Джудит Батлер, говоря о теле (и тем самым об акте видения) в своем обсуждении деконструкции, которой Иригарай подвергает платоновского «Тимея», рассуждает следующим образом: «Наперекор тем, кто в качестве необходимой предпосылки феминистической критики провозглашает неустранимую материальность тела, я утверждаю, что эта столь ценимая материальность вполне может устанавливаться путем исключения и принижения всего женского, что для феминизма глубоко проблематично».
Если мы собираемся говорить о поле, первым делом нам надлежит тело локализовать, мы должны разобраться, есть ли тело или нет и не является ли оно всего-навсего материалом. Далее Батлер рассуждает, что, если материальность должно рассматривать как основу тела и тем самым пола, прежде всего нужно задаться вопросом, является ли материальность основанием. То есть требуется найти такую метафизику, в качестве основания которой пребывает материальность, а вместе с ней — и политические интересы и цели, к этой метафизике приведшие:
«Если означаемое как предшествующее значению тело является результатом означивания, то миметический или репрезентационный статус языка, гласящий, что знаки следуют за телами как их необходимые зеркала, вовсе не миметичен».

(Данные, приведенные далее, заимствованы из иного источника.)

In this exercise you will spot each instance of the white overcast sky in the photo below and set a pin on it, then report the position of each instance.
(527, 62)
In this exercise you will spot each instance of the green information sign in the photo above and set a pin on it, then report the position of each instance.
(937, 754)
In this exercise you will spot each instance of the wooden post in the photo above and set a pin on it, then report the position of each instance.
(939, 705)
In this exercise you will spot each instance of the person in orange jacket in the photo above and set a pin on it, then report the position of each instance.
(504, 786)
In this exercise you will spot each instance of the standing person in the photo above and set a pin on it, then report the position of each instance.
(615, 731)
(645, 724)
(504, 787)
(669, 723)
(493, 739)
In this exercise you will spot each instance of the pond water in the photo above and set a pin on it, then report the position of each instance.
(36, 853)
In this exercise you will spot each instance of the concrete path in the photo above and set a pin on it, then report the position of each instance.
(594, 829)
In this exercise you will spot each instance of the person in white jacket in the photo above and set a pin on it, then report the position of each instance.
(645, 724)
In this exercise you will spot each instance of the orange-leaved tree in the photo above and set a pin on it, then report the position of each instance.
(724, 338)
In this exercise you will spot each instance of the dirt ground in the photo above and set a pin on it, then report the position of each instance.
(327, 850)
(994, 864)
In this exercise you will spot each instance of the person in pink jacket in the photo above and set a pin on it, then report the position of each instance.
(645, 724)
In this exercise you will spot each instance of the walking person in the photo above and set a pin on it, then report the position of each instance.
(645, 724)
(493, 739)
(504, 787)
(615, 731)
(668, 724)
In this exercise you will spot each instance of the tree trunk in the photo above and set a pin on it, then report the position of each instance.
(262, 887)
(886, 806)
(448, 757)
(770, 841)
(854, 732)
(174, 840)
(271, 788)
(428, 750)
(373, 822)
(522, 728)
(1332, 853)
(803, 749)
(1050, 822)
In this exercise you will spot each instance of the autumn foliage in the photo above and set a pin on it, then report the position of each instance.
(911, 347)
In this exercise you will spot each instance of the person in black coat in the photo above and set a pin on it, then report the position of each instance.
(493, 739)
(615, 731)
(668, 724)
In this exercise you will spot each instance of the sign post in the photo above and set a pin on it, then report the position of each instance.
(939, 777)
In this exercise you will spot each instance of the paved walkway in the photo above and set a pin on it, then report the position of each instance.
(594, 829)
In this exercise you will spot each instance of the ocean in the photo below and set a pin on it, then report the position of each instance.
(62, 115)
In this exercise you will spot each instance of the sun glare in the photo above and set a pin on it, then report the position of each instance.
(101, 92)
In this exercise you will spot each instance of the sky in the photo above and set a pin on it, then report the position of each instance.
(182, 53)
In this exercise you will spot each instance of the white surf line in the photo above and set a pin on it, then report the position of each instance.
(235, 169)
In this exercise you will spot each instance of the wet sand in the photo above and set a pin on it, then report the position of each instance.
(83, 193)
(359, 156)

Я хочу вернуться к этому ключевому утверждению, когда в конце своего эссе буду говорить о языке.
Батлер переходит к доказательству, что уравнение между (женским) телом и материальностью, как и называемое
В своем «Тимее» Платон подразделяет порождение на три части — процесс порождения, в котором имеет место размножение и «благодаря которому порожденное оказывается естественно порожденным подобием». Исток или родник порождения связан с отцом; приемлющий принцип — с матерью; опосредующая природа — с ребенком. Дитя похоже на отца, ибо они оба обладают способностью к мимесису. В то время как женщина, получатель, меняться не может, ибо не имеет формы и тем самым не может ни быть названа, ни обсуждена.
У нее нет сущности, ибо все, что суще, сподобляется, согласно Платону, формы.
Я знала это, будучи ребенком, прежде чем прочла Платона, Иригарай или Батлер. Что как девочка я была вне мира. Меня не было. У меня не было имени. Для меня язык являлся сущим. Для меня в язык не было входа. Как во вместилище, как в утробу, по Батлер, в меня можно было войти, но я войти не могла — и тем самым не могла ни иметь в мире смысл, ни в него его внести.
Я была непроизносима и потому бежала в язык других.
В этом эссе, как и всегда, я только повторяю эти языки.
Хотя меня и не назвать, каждый меня называл: «Это именование того, что не может быть поименовано, само является проникновением во вместилище, оказывающимся одновременно и насильственным стиранием, каковое устанавливает его в качестве невозможного и, однако же, необходимого для всех дальнейших вписываний места». Иначе говоря,
Когда я была девочкой, я была готова на все, лишь бы ею не быть, ибо и
Теперь, когда я уже не ничто, теперь, когда я ускользнула и отбросила имена
Когда я была девочкой, я убегала в книги. Как Алиса в «Зазеркалье» Льюиса Кэрролла, тексте, к которому в предисловии к своему «Этому не единственному полу» обращается Иригарай, я спрашивала себя: «Кто я?»
Алиса, как поступала и продолжаю поступать и я, выпала в зеркальный мир, мир текста, где ее и одаряют пятью текстами. Стихами и песнями. Новыми — в противоположность знакомым ей песенкам и колыбельным. Эти пять текстов пытаются обучить ее, кто же она такая.
Первое стихотворение находится в зеркальной книге, и посему, чтобы понять, его нужно прочесть в зеркале. Отражение отражения: лабиринт. Хотя значения многих слов в этом стихотворении, «Бармаглоте», двусмысленны, поведанная здесь история ясна и незатейлива:
Строфа 1: Описание естественного мира.
Строфа 2: Отец предостерегает сына от трех разных чудовищ.
Строфа 3: Сын преследует самое чудовищное из них.
Строфа 4: Внезапно появляется главное чудовище, Бармаглот.
Строфа 5: Сын убивает Бармаглота.
Строфа 6: Отец поздравляет своего сына-убийцу.
Строфа 7: Природа восстанавливается сама собой. Или естество само собою.
Эдипов рассказ с несколькими любопытными изменениями.